The tutorial deals with problems in which the data we have to
work with is a set of rankings or permutations. We can see
examples of this kind of data in the output of a query of
several search engines, the ranking of films or songs given by
the users of on-line music or movies web-server, etc. One way
to tackle this kind of data is by means of probabilistic
modeling, i.e., to learn a probability distribution over the
space of ranking, and then to carry out inference tasks in
order to get the required information: find the consensus
ranking, find the probability that movie A is ranked higher
than movie B for a particular user, etc. Unfortunately dealing
with ranking data from a probabilistic point of view is a
daunting task as the number of permutations of the n objects
grows exponentially with n. Furthermore, in many real
scenarios the 1 number of possible objects (as the number of
possible output web pages of a query in a search engine) can
be considered as unlimited. Recently numerous proposals have
been done in the machine learning as well as in the
statistical communities to create models that can approach
these kind of problems. These different approaches can be
mainly classified as, (i) parametric-based approaches, (ii)

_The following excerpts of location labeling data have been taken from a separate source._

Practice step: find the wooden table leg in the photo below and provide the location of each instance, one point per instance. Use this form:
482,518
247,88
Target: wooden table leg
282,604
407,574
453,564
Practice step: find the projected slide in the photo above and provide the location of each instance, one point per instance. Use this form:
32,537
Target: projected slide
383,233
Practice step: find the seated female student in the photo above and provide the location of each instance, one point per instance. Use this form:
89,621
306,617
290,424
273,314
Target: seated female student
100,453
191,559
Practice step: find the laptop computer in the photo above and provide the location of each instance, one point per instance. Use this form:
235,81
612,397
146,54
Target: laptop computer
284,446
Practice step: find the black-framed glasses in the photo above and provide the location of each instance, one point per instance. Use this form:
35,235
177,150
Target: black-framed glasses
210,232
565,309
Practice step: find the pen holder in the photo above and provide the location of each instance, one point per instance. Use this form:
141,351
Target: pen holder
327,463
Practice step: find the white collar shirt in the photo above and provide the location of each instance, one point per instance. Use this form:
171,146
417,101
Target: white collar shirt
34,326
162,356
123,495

low-order statistics approaches and (iii) non-parametric
approaches. Parametric approaches to deal with permutation
data have a long history in the field of statistics as they
have been used for more than thirty years. These approaches
assume a functional form of the probability distribution over
the set of permutations that come defined by a set of
parameters. The differences between the parametric models can
be related with the kind of data that motivated its discovery.

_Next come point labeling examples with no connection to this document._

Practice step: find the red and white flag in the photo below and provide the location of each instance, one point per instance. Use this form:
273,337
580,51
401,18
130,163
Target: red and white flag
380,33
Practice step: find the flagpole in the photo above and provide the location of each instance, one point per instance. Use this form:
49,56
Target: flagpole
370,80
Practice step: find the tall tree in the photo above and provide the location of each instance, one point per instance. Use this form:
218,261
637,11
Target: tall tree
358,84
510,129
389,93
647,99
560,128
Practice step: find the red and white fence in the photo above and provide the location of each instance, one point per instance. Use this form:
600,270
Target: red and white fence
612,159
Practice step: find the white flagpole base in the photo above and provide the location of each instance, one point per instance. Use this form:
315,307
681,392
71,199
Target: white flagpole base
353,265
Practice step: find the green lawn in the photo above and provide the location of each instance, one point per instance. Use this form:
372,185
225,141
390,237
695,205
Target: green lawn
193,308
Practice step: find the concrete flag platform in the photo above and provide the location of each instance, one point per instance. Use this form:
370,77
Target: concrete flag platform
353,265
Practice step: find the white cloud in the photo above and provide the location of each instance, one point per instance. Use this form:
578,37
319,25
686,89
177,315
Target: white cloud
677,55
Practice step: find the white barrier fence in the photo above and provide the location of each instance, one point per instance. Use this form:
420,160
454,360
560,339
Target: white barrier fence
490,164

For instance, Thurstone model is motivated by rankings
produced from score functions. On the other hand,
Plackett-Luce model is motivated by a multi-stage ranking
model and Mallows-Bradley-Terry model is based on
pair-comparisons. Apart from the previously mentioned models,
the most common models are those based on distances between
permutations, and particularly the Mallows model. Mallows
model is an exponential model that resembles the Gaussian
distribution but for permutations. All the previous models
have received in the last five years a increasing attention in
the machine learning community. The researchers have extended
those models to allow them to deal, not only with complete
ranked data, but also with partially ranked data, with
incomplete instances, etc. Furthermore, the learning and
inference problems have been thoroughly analyzed for these
models, and many new results have been obtained. Even more,
Bayesian approaches have proposed for those models that allow
the incorporation of a priori knowledge in the model.
Low-order statistics models are based on learning sparse
models of the probability distribution. These sparse models
basically try to keep information related with low-order
marginals. For instance, first-order marginals considers the
probability that an object i is ranked in the j-th position. A
notion of independence or conditional independence is
essential in this approach. Non-parametric approaches consider
mainly two kind of models: models based on kernels, and models
based on the Fourier transform over groups. In the first case,
the models are appropriate to deal with partial ranking and
ranking with many objects. In the second case, they allow to
carry out inference tasks efficiently. In order to illustrate
the introduced probabilistic models, we will give several
application examples in different fields and present the most
common benchmark datasets and the available software in this
area. Relevance of the topic for the Machine Learning
Community. There are several aspects that reveal the
importance of the topic for the ACML community. First of all
is the different hot-topic fields of application, from
recommender systems, to identity tracking or information
retrieval. A second indicator of the value of the topic for
the community is the increasing number of papers published
about it in the highest impact factor machine learning
journals such as Journal of Machine Learning Research, Machine
Learning Journal, etc. Furthermore the most relevant
conferences in machine learning have also received an
increasing number of submissions in the topic. The section of
bibliography at the end of this document collects some of the
most important references in the field and as it can be seen
most of them are published in those journals and conferences.
Finally, I would like to mention the workshops that were
recently organized around the topic: Workshop on Learning with
Orderings Neural Information Processing Systems (NIPS 2009)
Workshop on Advances in Ranking Neural Information Processing
Systems (NIPS 2009) and all the numerous workshops around
“Learning to Rank” that although it is not exactly the same
field, some of the papers published in them have a close
relation with the topics of the tutorial. Previous tutorials.
The same tutorial has been accepted in ECML/PKDD 2012
conference for a time of three hours. In addition the
presenters have a long experience in teaching tutorials.
Particularly we would like to emphasize that Prof. Jose A.
Lozano gave a tutorial in ACML 2010 conference titled: Honest
Evaluation of Classification Models.